A teoria da percepção em Merleau-Ponty (1996) também se refere ao campo da subjetividade e da historicidade, ao mundo dos objetos culturais, das relações sociais, do diálogo, das tensões, das contradições e do amor como amálgama das experiências afetivas. Sob o sujeito encarnado, correlacionamos o corpo, o tempo, o outro, a afetividade, o mundo da cultura e das relações sociais (NÓBREGA, 2008).

Elege a percepção como relação primordial com o mundo. Tudo que sabemos do mundo é pela experiência do mundo e não por conhecimentos científicos. Vivemos o mundo, percebemos o mundo: há algo anterior à elaboração consciente sobre o mundo; ao mesmo

tempo, há algo anterior à pura sensação do mundo. Assim, não adianta teorizar sobre o mundo que a ciência fala, pois é preciso ir em sua direção, retornar a esse mundo (MERLEAU- PONTY, 1996).

Nessa perspectiva, Merleau-Ponty (2009) aprofunda a corporeidade e a percepção como experiência vivida pelo homem, em situação no mundo. O corpo vivido é ao mesmo tempo o corpo fenomenal e o corpo objetivo, é o corpo que se apresenta como possuidor de uma subjetividade, corpo próprio possuidor de um esquema corporal dinâmico.

Isso se dá, porque o indivíduo é capaz de perceber o outro como tal, é capaz de autoperceber-se como um sujeito no mundo que pode ser percebido por outro sujeito. Emerge, pois, a consciência de si próprio graças a esta experiência do outro como outrem (CAPALBO, 2011).

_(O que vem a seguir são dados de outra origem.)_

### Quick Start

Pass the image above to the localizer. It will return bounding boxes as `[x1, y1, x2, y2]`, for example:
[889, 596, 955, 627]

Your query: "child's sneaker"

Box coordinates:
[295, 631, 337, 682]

É a subjetividade como experiência vivida em contexto organizacional que envolve a intersubjetividade, a expressão, a participação, as emoções, em suma, o sujeito capaz de fazer escolhas, de tomar decisões, de examinar a dimensão política de suas ações, as estratégias ou as boas razões para agir segundo o seu modo de pensar (CAPALBO, 2007).

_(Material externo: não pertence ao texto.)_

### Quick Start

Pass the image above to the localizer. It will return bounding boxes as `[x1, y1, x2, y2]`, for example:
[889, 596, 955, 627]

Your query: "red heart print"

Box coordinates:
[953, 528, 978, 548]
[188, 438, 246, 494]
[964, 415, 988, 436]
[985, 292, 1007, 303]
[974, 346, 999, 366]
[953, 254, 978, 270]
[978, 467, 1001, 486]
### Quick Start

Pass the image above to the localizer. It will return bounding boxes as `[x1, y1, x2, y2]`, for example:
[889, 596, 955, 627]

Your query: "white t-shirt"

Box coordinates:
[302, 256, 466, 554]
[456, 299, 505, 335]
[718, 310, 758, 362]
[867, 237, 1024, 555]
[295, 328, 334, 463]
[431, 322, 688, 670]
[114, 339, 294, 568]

Com base nisso, é possível afirmar que os corpos próprios marcados pelo episódio reacional hansênico se relacionam com o “mundo-vida”, com a sociedade na qual se insere e se afeta, provocando encontros produtores de significação existencial. Estes significados vivenciados é o que propomos compreender em sua essência por meio das falas dos sujeitos- colaboradores.